Unplanned downtime is, of course, the perpetual nemesis of productivity in all manufacturing environments so Wind River has been focusing on addressing this with its offerings. “It comes back to the attributes of platforms like Titanium Control that enable organisations to triage and operate the system live so you have the capability to perform live patching if you need a new upgrade for a device,” Douglas explains. “A lot of this is commonplace in enterprise IT, but is scary for the industrial complex. Having a system that is fault tolerant and fails over if something goes wrong is vital so being able to prove to them that you have redundancy and fault tolerance built in is one of the main proof points needed,” he adds. “Companies haven’t known technology like this exists so there is some need to inform and educate them as to the capabilities and resilience that can be achieved. With the emergence of IIoT, companies are looking to deploy nextgeneration open and secure control systems; Titanium Control addresses this need, and is in active trials with customers in industries ranging from manufacturing to energy to healthcare.”

It’s clear that we are now entering a period of sustained disruption as technologies such as IT and network virtualisation come to market at the same time as IoT offerings and alternative means of connection.
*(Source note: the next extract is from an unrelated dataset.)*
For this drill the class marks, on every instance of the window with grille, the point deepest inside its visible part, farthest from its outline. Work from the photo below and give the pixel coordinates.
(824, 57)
These technologies are starting to find their way onto the factory floor, creating substantial management challenges and uncertainties.

“The technology is here, the economies of the technology are here but the value chain isn’t ready yet,” Douglas warns. “The approaches we are talking about are potentially very disruptive to how equipment suppliers capture value today. Breaking their current monetisation engine without a well thought out business model transition is suicide. This means they will not push initiatives that potentially render their traditional business models obsolete without knowing what their new business model is going to be.”

“I think the value chain will be the bigger challenge than the technology,” he adds. “We’ve been talking to large customers about this and they’re excited about it and looking to accelerate the speed of adoption. We’re excited about this too because we are incredibly well positioned to help companies reduce the risk of transformation so they can begin to take advantage of the incredible economic benefits of IoT. We have what is needed to make IoT deliver on its promises across the industrial complex.”